Client for the Solr search service

Project description

solrpy

solrpy is a Python client for Solr, an enterprise search server built on top of Lucene. solrpy allows you to add documents to a Solr instance, and then to perform queries and gather search results from Solr using Python.

  • Supports Solr 1.2 through 10.x
  • Automatic Solr version detection with runtime feature gating
  • Python 3.10+ required

Installation

pip install solrpy

Or with Poetry:

poetry add solrpy

Overview

import solr

# create a connection to a solr server
s = solr.Solr('http://localhost:8983/solr/mycore')

# the server version is auto-detected
print(s.server_version)  # e.g. (9, 4, 1)

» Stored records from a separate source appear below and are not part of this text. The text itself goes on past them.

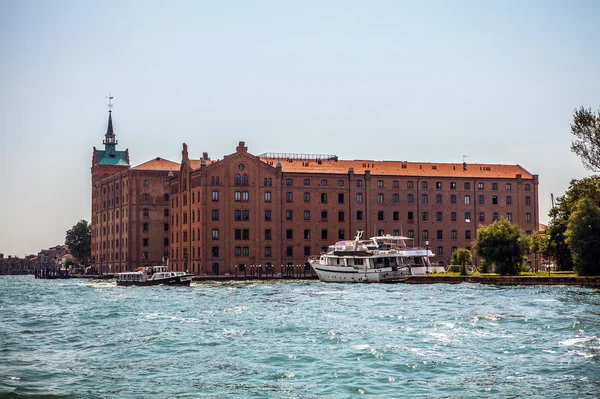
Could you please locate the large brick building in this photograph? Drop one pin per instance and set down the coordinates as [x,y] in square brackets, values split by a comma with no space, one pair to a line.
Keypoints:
[209,217]
[277,209]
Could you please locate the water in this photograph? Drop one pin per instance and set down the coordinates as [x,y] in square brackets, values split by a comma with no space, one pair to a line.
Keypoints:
[89,339]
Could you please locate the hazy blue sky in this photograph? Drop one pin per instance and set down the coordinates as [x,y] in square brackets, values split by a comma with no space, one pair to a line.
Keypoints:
[385,80]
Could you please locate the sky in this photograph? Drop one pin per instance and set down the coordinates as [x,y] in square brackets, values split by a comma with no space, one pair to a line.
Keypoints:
[382,80]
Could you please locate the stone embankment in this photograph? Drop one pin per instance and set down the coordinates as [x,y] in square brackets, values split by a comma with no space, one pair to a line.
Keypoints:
[507,280]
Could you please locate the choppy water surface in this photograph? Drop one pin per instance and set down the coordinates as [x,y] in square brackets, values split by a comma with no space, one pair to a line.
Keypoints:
[87,339]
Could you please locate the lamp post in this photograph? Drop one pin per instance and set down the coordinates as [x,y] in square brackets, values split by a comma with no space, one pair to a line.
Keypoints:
[427,257]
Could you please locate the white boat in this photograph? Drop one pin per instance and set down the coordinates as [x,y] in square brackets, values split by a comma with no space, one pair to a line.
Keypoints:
[381,259]
[156,275]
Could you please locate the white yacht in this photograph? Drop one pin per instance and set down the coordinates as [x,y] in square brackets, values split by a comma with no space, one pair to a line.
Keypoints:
[156,275]
[381,259]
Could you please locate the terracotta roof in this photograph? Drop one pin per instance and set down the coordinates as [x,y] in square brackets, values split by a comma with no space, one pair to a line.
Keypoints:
[158,163]
[399,168]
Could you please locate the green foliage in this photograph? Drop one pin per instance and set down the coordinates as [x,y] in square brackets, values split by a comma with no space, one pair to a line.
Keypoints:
[586,129]
[503,244]
[583,237]
[79,241]
[556,246]
[463,258]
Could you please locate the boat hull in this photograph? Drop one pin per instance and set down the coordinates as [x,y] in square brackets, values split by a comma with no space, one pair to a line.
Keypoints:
[335,274]
[176,281]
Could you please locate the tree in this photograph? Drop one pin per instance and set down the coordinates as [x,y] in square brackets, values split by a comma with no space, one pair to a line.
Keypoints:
[586,129]
[463,258]
[79,241]
[503,244]
[583,237]
[557,247]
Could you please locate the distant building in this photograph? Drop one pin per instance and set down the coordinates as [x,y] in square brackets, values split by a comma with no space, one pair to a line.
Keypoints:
[216,217]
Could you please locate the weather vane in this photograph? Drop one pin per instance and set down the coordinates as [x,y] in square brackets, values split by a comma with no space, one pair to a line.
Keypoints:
[109,102]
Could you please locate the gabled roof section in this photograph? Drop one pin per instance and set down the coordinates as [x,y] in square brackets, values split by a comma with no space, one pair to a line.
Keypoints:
[112,157]
[159,164]
[399,168]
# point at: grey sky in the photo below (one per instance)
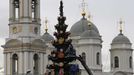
(105, 14)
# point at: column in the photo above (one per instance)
(11, 10)
(5, 64)
(37, 11)
(26, 62)
(21, 63)
(9, 64)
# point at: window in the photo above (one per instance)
(15, 64)
(130, 62)
(16, 8)
(34, 3)
(36, 30)
(98, 58)
(84, 56)
(36, 64)
(116, 62)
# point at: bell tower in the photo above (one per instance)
(24, 19)
(24, 51)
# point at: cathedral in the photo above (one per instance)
(26, 50)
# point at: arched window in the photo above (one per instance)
(16, 8)
(98, 58)
(34, 3)
(130, 62)
(36, 64)
(116, 62)
(84, 56)
(15, 64)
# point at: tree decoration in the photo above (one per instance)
(64, 52)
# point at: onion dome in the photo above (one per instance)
(47, 37)
(13, 43)
(81, 26)
(120, 39)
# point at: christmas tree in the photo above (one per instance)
(64, 53)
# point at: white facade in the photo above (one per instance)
(25, 50)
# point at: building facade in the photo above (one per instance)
(26, 50)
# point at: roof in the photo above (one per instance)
(120, 39)
(81, 26)
(90, 34)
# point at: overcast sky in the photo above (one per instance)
(105, 15)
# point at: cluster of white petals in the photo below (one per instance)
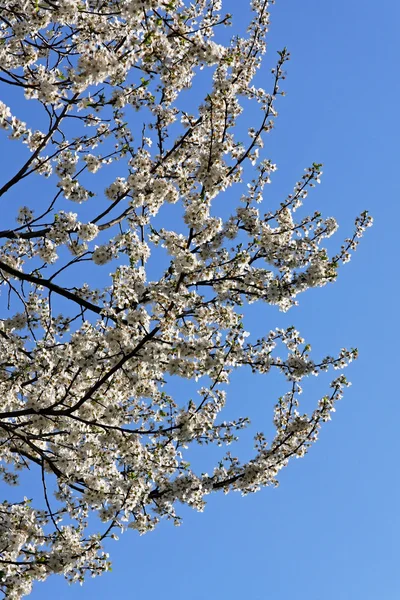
(89, 401)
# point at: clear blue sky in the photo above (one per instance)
(331, 530)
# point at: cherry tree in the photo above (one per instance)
(95, 93)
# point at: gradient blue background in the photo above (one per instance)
(331, 530)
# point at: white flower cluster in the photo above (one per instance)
(88, 358)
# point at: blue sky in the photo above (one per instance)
(331, 530)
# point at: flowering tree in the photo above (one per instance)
(87, 401)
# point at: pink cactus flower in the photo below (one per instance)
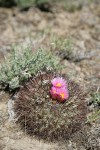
(58, 82)
(60, 94)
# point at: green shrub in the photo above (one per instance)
(23, 63)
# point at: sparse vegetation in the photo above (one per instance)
(63, 47)
(23, 63)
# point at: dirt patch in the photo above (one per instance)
(84, 28)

# check if the server is reachable
print(s.ping())  # True

# add a document to the index
doc = {
    "id": 1,
    "title": "Lucene in Action",
    "author": ["Erik Hatcher", "Otis Gospodnetić"],
}
s.add(doc, commit=True)

# do a search
response = s.select('title:lucene')
for hit in response.results:
    print(hit['title'])

Response format

Since v1.0.4, solrpy uses JSON (wt=json) by default, matching Solr 7.0+ behavior.

For legacy XML mode:

s = solr.Solr('http://localhost:8983/solr/mycore', response_format='xml')

The Response object API is identical regardless of format.

More powerful queries

Optional parameters for query, faceting, highlighting, and more like this can be passed in as Python parameters to the query method. Convert the dot notation (e.g. facet.field) to underscore notation (e.g. facet_field) so that they can be used as parameter names.

response = s.select('title:lucene', facet='true', facet_field='subject')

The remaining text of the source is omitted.